Write everything down.
Let go of your pre-bedtime worries by jotting them down, says Tony Schwartz, CEO of The Energy Project and author of The Way We're Working Isn't Working. "Write down what's on your mind -- especially unfinished to-do's and unresolved issues -- just before you go to bed," he wrote in Harvard Business Review. "If you leave items in your working memory, they'll make it harder to fall asleep, and you'll end up ruminating about them if you should wake up during the night."
Tap into your inner child.
Kids thrive on sleep -- and you should, too. Perhaps, in order to get the rest you deserve, you should start thinking like one.

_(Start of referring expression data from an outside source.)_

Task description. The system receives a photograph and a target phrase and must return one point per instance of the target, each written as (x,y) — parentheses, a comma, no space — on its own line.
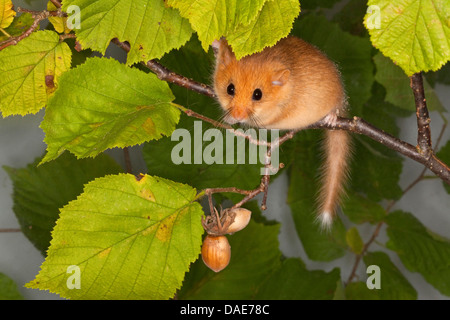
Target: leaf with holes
(214,19)
(131,238)
(104,104)
(273,22)
(149,26)
(414,34)
(30,72)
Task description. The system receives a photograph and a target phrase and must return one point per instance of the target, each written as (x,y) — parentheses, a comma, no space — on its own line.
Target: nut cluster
(216,250)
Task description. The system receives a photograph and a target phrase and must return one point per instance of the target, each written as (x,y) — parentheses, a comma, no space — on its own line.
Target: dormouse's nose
(239,114)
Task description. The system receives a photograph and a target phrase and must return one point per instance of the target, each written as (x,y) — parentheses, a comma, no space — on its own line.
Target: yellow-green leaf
(59,23)
(125,237)
(415,34)
(214,19)
(354,240)
(103,104)
(150,26)
(30,72)
(273,22)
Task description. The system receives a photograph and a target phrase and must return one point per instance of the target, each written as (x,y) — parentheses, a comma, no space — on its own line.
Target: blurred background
(21,141)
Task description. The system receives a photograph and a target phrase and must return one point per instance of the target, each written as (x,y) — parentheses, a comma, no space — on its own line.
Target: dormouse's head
(250,89)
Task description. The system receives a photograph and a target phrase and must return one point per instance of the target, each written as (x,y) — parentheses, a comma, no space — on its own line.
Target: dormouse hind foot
(331,118)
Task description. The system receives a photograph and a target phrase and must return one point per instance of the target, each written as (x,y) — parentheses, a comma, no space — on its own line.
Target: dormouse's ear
(280,77)
(223,52)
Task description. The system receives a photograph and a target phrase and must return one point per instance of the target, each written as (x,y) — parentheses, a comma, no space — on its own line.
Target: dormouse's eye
(257,94)
(230,89)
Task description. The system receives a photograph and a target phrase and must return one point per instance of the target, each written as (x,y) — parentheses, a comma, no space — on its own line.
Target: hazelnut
(216,252)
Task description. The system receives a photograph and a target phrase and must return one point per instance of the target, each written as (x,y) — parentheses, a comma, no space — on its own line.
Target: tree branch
(421,154)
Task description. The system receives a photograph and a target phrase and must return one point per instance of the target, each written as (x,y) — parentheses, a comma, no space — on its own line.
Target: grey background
(21,141)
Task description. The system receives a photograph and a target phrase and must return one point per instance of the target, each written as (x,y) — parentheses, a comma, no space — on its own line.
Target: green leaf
(39,191)
(314,4)
(30,72)
(151,28)
(59,23)
(354,240)
(104,104)
(192,62)
(397,84)
(272,23)
(419,250)
(444,155)
(292,281)
(254,256)
(378,168)
(6,13)
(352,55)
(394,286)
(18,26)
(303,189)
(131,238)
(214,19)
(360,209)
(350,16)
(414,34)
(8,289)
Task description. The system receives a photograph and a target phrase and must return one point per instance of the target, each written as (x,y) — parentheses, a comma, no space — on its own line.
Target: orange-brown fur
(299,86)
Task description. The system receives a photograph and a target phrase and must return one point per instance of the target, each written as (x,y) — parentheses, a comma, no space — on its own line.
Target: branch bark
(420,154)
(423,119)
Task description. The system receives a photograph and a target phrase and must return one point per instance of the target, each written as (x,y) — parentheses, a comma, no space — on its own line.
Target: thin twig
(38,17)
(356,125)
(389,207)
(423,119)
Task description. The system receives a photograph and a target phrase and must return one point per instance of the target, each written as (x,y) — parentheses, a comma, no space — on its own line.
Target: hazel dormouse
(288,86)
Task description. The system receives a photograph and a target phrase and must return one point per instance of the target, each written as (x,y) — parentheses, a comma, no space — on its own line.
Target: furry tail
(335,173)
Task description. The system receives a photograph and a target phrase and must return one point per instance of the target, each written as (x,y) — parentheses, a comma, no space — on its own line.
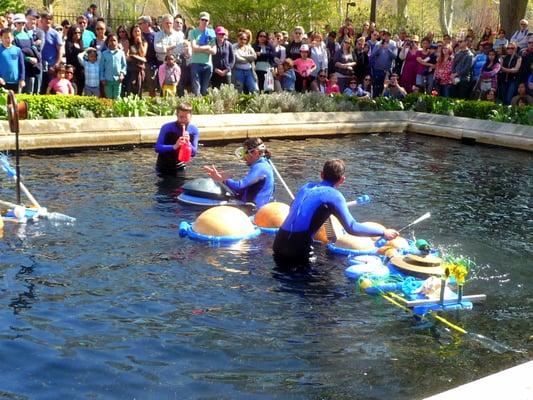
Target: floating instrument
(205,192)
(220,224)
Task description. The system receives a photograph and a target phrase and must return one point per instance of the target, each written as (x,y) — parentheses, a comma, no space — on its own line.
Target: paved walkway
(514,383)
(107,132)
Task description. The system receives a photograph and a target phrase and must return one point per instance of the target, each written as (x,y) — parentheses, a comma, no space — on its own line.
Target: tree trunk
(511,12)
(446,16)
(402,9)
(373,6)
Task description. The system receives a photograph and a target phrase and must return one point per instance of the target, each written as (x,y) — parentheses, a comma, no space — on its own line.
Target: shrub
(53,106)
(474,109)
(227,99)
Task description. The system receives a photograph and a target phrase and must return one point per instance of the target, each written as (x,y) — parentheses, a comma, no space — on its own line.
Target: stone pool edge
(108,132)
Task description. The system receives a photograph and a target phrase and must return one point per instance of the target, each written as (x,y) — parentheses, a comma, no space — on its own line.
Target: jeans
(378,80)
(509,91)
(217,80)
(245,79)
(112,89)
(200,78)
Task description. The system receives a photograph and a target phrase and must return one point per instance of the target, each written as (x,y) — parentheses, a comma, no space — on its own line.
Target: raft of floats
(408,273)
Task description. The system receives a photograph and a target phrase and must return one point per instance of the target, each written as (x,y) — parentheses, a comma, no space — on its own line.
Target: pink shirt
(61,86)
(332,88)
(304,67)
(443,72)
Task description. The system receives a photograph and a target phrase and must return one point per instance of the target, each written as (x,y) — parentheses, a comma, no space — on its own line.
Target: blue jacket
(224,57)
(112,64)
(313,205)
(257,186)
(167,160)
(11,64)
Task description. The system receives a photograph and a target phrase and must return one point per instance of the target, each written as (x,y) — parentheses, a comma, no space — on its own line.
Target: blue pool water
(118,306)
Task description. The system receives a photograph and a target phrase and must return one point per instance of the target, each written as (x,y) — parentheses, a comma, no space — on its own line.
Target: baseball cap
(145,18)
(19,18)
(32,13)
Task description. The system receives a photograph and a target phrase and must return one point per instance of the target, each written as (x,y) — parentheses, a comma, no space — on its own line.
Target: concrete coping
(106,132)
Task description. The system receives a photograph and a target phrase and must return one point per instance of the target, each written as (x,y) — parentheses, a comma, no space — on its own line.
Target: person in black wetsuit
(171,137)
(313,205)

As Facebook COO Sheryl Sandberg explains, putting sleep at the top of your to-do list -- like you do for your kids -- is only going to benefit you in the long run. "Once you have children, you realize that when they don't get enough sleep, they're a mess... When they get enough sleep, everything's great," Sandberg said at the World Economic Forum in Davos. "And then I realized I'm like that, too. I really do prioritize sleep and it's made a huge difference."
Two words: No phones.
This is probably one of the oldest rules in the book for our new digital age: Keep those phones and tablets far away from the bedroom. "Have a specific time at night when you regularly turn off your devices -- and gently escort them out of your bedroom," Huffington wrote last year. "Disconnecting from the digital world will help you reconnect to your wisdom, intuition and creativity."
That also goes for the morning. When you first rise, take some time for yourself and postpone checking those emails. You'll start the day on a much happier note.